The European Court of Justice has reconfirmed the principle that domestic tax law should not prejudice a company's ability to locate in a Member State of its choosing, but in so doing presented a major obstacle to the Common Consolidated Corporate Tax Base proposals.

The case concerned a Finnish company, Oy AA, and a somewhat unusual tax relief available in Finland. The relief permits the transfer of money between group companies, such that the transferor obtains a tax deduction and the money becomes taxable in the transferee's hands. This is not Group Relief in the sense usually understood in Ireland and the UK, though the net tax effect can be something similar. It happens above the taxable profits line, does not concern the transfer of losses, and the transfer is effected in the accounts of the respective companies. Finland's tax law only permits the relief between Finnish resident companies. Oy AA wanted to carry out a transfer with a group company resident in the UK, hence the challenge.
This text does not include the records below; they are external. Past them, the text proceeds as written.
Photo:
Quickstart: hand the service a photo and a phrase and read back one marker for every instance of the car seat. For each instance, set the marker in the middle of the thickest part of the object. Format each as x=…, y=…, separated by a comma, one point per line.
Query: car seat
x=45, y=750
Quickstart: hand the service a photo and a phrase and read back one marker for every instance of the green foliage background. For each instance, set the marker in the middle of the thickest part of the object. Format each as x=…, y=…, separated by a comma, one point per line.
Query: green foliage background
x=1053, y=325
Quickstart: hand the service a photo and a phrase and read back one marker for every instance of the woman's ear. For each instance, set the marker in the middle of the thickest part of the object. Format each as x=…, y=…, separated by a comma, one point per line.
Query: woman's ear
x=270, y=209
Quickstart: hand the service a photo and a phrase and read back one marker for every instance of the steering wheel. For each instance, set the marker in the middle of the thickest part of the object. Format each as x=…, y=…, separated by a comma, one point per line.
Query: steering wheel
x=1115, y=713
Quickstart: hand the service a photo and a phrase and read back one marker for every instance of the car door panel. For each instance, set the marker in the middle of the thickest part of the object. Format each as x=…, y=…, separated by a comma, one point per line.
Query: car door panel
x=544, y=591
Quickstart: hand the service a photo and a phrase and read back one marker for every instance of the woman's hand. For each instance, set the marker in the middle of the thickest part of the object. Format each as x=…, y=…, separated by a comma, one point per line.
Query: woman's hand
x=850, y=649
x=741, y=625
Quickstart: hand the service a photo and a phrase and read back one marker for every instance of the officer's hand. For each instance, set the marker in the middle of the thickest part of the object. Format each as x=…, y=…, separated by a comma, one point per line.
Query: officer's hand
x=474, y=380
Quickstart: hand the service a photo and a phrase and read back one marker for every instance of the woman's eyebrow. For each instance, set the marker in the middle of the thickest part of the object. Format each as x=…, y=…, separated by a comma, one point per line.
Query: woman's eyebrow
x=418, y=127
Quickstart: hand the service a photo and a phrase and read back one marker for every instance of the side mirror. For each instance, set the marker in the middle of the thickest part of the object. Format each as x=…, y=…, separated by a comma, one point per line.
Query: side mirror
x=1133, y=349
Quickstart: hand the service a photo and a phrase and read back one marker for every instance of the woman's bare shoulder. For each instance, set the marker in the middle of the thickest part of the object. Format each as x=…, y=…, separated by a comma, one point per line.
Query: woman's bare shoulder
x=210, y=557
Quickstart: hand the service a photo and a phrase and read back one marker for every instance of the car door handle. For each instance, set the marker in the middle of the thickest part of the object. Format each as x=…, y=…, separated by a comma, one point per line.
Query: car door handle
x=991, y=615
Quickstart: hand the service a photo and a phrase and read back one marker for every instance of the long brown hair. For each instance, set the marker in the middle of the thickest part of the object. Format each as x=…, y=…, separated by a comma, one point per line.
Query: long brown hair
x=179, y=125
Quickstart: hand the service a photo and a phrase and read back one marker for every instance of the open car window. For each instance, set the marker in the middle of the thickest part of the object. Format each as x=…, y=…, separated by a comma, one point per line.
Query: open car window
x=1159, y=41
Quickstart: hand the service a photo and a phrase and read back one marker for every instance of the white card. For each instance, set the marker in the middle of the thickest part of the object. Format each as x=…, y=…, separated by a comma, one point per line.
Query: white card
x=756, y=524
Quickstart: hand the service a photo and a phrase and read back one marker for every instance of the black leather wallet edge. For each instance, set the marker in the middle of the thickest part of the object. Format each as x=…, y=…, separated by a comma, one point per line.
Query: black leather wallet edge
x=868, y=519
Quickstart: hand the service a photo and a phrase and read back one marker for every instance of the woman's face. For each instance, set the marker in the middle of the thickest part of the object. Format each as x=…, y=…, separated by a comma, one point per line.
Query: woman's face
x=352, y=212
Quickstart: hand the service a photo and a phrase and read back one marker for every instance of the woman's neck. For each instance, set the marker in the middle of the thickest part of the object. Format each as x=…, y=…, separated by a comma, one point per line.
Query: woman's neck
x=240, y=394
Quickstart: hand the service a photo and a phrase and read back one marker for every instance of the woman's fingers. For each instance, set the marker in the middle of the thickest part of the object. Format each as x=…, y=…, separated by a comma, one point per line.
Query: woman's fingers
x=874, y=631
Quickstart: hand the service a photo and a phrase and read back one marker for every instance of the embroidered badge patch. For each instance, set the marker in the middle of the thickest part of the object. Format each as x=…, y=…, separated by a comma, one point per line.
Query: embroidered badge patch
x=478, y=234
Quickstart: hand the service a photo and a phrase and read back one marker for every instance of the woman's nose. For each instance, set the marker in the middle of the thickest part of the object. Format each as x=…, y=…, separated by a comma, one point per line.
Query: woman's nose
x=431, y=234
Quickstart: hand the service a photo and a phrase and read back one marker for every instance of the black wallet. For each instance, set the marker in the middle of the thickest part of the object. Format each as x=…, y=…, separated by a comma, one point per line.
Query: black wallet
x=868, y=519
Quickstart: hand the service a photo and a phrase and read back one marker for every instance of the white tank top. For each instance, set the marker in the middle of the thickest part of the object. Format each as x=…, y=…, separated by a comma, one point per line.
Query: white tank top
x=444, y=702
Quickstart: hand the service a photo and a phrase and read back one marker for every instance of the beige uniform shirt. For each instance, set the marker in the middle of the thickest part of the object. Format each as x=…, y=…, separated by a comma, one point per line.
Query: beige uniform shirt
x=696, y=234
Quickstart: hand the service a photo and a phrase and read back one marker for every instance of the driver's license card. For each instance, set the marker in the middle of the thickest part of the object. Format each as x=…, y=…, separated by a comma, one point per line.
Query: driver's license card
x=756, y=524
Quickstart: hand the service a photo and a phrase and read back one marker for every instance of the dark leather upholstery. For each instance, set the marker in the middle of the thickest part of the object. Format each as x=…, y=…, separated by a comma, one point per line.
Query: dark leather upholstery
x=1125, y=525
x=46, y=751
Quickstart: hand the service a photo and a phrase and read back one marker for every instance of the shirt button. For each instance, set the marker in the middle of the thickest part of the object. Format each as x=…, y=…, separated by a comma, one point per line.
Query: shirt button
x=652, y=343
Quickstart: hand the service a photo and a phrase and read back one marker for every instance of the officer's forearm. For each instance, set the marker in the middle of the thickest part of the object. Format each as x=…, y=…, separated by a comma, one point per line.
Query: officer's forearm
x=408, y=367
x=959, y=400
Following on already decided cases, notably Cadbury Schweppes, the Court found that for Finland to restrict the relief to Finnish resident companies did not sit with the Treaty of Rome – such action does in fact limit the freedom of establishment. However, a restriction on the freedom of establishment is permissible where it can be justified by overriding reasons in the public interest. Here the decision diverged from Cadbury Schweppes, in that the Court felt that there was a public interest reason to allow the Finnish practice to continue.

If groups of companies were permitted to allocate their group profits cross border in any way they might wish, Member States would in effect lose their power to tax. As the Court put it, in the absence of any unifying or harmonising Community measures, Member States retain the power to define, by treaty or unilaterally, the criteria for allocating their powers of taxation. The Finnish residency rule for the relief ensured in a proportionate way that Finland did not lose its power to tax.

Though Oy AA lost its particular case, the Court has taken the opportunity to confirm again the principles in Cadbury Schweppes. It has also presented something of a dilemma to proponents of the Common Consolidated Corporate Tax Base (CCCTB). The Finnish law at issue effectively allows the taxation of corporate groups on a consolidated basis. The ECJ has now confirmed that this cannot be done cross border unless Member States are willing to surrender their powers of taxation. CCCTB cannot be undertaken merely as a simplification measure, or even as a harmonisation measure. It can only be adopted by those Member States who can live without tax sovereignty.